The total cost for such modest usage? On Rogers, the hour of total talk time costs $87 per day, checking emails costs $31.96 per day, and the 40 texts adds another $30 to the bill.

With a daily cost of $148.96, the three-day weekend total roaming cost runs to $446.88 plus taxes.

The situation is even worse with Bell and Telus, who both charge more for data usage. Assuming the emails used 10 MB per day per person (a very modest figure), Bell’s pricing of $6 per MB (Telus charges $5 per MB) would add over $200 per day to the family’s cost, bringing the weekend cost to over $1,000.

By comparison, Vodafone Australia recently unveiled a daily cap for its customers that roam in the U.S. The plan gives subscriber­s the same voice, text, and data usage as their domestic plans for only AU$5 per day (the same offer applies to travel in the U.K. and New Zealand).

Many other countries have already taken action against the gouging that appears to occur on roaming fees.

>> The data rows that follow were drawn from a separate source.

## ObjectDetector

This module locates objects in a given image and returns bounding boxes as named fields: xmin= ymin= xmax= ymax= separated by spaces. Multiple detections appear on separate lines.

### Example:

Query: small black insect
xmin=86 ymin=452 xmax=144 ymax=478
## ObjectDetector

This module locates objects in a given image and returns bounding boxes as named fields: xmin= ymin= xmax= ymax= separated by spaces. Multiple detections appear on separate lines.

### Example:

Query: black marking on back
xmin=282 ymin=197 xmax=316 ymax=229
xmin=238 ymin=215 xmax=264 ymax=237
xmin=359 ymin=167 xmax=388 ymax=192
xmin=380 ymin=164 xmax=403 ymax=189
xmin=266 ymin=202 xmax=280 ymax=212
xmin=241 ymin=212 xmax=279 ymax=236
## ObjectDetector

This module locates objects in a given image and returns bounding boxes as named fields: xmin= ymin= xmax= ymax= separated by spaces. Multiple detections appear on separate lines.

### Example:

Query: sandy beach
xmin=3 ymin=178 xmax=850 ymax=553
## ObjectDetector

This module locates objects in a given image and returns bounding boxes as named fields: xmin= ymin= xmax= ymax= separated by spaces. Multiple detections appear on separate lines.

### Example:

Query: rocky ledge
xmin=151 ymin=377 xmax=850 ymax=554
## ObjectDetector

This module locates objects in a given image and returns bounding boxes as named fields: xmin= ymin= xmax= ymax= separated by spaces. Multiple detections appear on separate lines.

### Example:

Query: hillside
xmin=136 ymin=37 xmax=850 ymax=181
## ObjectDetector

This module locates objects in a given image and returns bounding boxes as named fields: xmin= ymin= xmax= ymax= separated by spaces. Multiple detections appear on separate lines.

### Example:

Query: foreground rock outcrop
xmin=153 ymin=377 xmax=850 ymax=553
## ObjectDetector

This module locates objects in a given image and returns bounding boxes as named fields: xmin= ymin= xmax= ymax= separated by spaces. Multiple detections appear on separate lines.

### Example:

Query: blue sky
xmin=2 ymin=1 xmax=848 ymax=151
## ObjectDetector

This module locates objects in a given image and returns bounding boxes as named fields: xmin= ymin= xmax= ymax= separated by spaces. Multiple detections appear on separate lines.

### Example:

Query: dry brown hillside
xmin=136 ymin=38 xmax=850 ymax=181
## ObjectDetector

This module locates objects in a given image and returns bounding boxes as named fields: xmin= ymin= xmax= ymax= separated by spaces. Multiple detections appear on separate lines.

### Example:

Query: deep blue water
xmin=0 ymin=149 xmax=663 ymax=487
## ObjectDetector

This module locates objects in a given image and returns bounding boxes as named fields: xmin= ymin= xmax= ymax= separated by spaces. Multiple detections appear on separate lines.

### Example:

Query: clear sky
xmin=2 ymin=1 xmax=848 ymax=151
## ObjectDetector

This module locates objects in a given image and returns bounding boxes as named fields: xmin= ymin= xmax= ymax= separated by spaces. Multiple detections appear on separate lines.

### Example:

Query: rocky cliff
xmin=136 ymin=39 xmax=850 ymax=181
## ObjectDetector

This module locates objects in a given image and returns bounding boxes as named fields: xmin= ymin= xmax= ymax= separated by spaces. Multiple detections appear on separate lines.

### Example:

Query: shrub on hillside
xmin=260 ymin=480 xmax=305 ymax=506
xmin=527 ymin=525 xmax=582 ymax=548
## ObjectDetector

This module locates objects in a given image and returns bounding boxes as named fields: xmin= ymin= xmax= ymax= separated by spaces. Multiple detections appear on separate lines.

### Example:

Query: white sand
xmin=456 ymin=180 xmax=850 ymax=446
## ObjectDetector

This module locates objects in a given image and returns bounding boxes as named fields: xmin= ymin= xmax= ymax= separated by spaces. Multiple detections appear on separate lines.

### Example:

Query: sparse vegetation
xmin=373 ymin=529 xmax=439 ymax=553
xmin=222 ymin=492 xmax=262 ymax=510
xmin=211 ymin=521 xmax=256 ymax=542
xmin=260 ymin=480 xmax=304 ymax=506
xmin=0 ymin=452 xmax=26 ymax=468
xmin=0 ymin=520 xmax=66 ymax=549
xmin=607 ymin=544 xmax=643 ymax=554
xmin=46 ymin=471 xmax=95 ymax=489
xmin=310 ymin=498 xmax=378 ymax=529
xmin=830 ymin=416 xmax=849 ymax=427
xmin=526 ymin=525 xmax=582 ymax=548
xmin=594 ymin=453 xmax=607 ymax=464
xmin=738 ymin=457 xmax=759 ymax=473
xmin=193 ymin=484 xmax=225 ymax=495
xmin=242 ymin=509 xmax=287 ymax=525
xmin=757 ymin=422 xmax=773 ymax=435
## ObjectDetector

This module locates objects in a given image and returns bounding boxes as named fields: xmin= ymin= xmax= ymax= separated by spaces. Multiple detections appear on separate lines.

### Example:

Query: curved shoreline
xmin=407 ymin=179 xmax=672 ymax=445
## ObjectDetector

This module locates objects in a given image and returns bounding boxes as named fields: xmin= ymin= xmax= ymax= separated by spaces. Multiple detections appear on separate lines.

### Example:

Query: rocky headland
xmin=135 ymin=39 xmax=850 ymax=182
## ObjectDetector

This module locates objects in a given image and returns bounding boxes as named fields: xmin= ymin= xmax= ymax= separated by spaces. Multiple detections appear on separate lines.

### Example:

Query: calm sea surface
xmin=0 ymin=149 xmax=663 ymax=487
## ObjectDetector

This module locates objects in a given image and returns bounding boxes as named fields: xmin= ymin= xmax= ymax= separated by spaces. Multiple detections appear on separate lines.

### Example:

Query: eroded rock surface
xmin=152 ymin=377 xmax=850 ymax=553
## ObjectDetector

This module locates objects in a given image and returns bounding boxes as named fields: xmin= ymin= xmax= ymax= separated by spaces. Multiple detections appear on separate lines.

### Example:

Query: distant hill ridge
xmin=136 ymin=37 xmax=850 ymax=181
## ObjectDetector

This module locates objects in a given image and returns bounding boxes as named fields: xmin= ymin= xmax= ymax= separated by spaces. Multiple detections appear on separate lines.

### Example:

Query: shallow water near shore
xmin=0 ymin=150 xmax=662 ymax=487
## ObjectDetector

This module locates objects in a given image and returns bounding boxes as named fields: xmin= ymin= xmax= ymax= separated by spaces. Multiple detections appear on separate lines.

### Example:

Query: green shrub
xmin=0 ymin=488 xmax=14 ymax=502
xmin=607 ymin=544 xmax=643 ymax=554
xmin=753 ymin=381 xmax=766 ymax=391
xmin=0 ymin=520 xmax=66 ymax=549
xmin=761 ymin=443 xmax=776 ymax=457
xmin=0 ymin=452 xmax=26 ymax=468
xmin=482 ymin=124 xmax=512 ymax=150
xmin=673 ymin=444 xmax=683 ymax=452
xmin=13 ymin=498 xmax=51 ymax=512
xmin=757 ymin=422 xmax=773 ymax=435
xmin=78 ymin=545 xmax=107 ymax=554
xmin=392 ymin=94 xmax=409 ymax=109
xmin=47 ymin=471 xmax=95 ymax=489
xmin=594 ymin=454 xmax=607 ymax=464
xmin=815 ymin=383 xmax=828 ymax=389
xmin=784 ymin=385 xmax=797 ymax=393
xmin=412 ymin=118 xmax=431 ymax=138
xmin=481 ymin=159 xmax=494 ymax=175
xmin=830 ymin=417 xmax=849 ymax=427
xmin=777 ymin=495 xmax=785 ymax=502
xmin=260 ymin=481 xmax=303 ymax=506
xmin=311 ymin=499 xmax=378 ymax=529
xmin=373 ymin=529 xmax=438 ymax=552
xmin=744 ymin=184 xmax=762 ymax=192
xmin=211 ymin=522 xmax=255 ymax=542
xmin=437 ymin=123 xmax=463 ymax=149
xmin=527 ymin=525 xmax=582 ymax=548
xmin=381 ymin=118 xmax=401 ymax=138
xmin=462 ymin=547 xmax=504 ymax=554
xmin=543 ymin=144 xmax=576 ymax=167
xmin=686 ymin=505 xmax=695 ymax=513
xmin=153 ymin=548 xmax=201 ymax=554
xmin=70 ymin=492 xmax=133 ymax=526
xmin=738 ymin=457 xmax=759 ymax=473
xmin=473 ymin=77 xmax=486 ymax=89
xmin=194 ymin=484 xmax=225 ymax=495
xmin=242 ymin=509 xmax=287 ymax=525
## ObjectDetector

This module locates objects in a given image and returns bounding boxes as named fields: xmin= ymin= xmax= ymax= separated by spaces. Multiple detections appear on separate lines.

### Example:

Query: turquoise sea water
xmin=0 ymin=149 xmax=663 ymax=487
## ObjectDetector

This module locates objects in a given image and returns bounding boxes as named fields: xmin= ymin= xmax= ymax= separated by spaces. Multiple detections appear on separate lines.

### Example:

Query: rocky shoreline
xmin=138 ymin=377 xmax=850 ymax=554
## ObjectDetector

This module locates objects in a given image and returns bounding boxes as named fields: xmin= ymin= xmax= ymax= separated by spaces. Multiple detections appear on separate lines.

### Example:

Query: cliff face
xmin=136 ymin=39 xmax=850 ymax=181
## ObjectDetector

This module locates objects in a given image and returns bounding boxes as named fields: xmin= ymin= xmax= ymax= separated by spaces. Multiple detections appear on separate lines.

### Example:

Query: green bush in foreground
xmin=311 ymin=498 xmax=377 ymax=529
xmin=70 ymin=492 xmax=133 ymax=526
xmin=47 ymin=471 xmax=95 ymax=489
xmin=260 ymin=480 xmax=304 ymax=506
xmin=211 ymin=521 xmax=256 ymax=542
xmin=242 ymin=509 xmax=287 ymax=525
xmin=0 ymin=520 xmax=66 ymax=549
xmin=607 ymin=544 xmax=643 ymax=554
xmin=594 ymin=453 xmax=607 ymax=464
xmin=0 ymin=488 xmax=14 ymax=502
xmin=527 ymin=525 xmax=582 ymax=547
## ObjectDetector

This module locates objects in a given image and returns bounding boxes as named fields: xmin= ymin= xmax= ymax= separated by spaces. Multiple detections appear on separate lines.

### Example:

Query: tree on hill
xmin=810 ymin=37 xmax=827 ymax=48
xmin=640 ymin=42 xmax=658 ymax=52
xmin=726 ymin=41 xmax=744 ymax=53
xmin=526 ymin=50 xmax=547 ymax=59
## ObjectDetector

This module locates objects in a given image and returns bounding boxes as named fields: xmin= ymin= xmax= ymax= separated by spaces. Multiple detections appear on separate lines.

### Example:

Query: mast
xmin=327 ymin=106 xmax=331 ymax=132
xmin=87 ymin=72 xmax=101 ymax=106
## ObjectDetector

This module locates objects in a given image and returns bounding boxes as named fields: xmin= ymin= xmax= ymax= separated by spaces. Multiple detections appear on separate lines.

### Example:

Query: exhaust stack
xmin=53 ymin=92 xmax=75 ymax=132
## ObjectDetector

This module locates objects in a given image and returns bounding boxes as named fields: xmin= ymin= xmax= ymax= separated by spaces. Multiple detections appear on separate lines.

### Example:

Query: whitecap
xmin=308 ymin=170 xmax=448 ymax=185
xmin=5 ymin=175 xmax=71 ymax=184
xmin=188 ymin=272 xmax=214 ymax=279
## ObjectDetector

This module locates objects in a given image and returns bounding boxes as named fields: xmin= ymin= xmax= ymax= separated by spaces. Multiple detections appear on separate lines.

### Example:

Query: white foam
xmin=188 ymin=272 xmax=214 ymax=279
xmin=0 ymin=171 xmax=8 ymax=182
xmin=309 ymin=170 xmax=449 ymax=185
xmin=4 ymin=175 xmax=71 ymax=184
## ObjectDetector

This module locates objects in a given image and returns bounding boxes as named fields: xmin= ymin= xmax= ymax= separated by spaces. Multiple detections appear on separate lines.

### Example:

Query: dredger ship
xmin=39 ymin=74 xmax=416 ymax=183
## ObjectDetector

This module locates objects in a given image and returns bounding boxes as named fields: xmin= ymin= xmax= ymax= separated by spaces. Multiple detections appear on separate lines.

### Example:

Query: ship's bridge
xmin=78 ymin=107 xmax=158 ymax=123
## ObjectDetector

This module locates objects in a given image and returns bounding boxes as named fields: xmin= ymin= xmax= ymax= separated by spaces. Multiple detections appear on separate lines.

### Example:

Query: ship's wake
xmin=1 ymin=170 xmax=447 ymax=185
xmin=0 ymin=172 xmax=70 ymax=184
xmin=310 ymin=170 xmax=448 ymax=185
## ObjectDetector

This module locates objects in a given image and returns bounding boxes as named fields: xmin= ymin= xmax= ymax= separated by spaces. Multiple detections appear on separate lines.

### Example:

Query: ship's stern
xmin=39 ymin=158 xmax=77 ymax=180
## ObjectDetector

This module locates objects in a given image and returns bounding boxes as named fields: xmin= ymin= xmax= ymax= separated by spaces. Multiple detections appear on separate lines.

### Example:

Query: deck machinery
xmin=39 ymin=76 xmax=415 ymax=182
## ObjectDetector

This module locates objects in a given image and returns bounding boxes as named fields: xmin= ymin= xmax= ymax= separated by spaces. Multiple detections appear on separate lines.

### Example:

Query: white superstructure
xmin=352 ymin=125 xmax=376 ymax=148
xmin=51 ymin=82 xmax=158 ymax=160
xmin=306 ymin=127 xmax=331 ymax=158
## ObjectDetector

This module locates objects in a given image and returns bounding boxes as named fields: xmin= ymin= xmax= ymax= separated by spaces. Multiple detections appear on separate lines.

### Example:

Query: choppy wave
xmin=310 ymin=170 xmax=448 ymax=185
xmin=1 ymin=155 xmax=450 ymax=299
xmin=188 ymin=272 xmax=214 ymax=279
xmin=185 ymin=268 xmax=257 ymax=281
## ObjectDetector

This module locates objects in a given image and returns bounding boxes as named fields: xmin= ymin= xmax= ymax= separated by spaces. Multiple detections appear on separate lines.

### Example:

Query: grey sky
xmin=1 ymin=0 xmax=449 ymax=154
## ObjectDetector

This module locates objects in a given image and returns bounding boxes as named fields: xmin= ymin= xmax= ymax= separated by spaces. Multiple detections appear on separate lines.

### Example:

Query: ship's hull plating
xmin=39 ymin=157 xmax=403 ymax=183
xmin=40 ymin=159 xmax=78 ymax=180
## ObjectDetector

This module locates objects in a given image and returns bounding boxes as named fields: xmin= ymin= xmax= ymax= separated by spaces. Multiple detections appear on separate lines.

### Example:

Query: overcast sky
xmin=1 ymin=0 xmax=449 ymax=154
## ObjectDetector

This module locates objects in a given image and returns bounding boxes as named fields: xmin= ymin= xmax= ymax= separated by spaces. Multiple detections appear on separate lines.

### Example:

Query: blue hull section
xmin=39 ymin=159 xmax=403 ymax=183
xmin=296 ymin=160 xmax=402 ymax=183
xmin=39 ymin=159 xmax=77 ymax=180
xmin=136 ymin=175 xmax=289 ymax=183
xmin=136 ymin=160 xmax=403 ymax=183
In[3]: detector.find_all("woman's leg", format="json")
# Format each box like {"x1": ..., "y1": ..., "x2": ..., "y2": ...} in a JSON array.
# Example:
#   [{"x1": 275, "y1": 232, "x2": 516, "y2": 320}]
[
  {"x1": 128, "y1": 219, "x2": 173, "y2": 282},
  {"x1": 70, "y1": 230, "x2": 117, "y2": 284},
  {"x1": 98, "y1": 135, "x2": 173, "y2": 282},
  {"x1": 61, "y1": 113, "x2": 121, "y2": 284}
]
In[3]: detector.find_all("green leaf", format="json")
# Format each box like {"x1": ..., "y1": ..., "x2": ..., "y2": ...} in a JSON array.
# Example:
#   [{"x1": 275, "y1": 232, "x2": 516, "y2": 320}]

In fact, costs in the European Union have dropped by 91 per cent over the past six years in response to regulatory initiative­s that have capped roaming fees in Europe.

Canadian providers have been anticipati­ng a regulatory response to high roaming fees.

This summer, a Rogers executive told telecom analysts he expected “the roaming initiative­s, which frankly we think are imperative in the long run to kind of get roaming in line, or I think we will see the same kinds of things that we’ve seen in other parts of the world where it becomes high on the regulatory agenda.”

Rogers has already taken some steps to drop roaming pricing, resulting in tens of millions of dollars in reduced revenues.

Yet those reductions still yield in the pricing described above. With costs still high by internatio­nal standards and a lack of competitio­n an ongoing concern, regulated roaming pricing is overdue and an important step in meeting the government’s goal of “more choice, lower prices, better service.”